Transient errors (HTTP 502, 503, 504)
These are transient errors caused by intermediate network components (load balancers, proxies, etc.) between your servers and ours. They are expected to occur occasionally and do not indicate a problem with your integration.
Implement an exponential backoff retry strategy so these do not surface as errors to your end users:
| Attempt | Wait time |
|---|---|
| 1st retry | 5ms |
| 2nd retry | 10ms |
| 3rd retry | 20ms |
| 4th retry | 40ms |
| 5th retry | 80ms |
If errors persist beyond 5 retries, log the incident and surface a user-friendly message.

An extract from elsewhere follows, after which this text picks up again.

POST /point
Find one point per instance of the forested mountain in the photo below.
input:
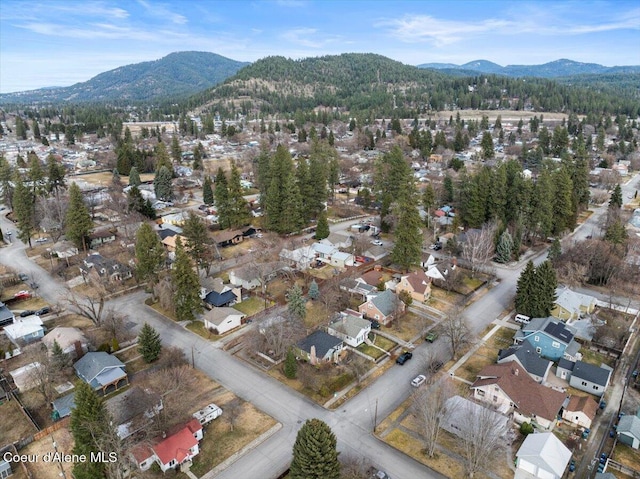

Retries and DDoS protection
To ensure the stability of the API, we use web application firewall solutions that protect against malicious attacks. In many cases, this allows us to mitigate attacks without affecting users. However, it is sometimes hard to distinguish between an attack and an unintentional request overload from well-intended clients, sometimes referred to as friendly fire.
You can decrease the risk that your client gets mistaken for a malicious actor by implementing delays for any request retries, for example, by using the exponential backoff strategy described above.
DDoS mitigation responses
When the web application firewall denies requests in order to mitigate an ongoing DDoS attack, it may respond with 502 Bad Gateway and an empty response body. We do our best to ensure this does not affect requests from legitimate clients, but unfortunately, this can not always be avoided, and therefore we advise you to handle this case in your clients.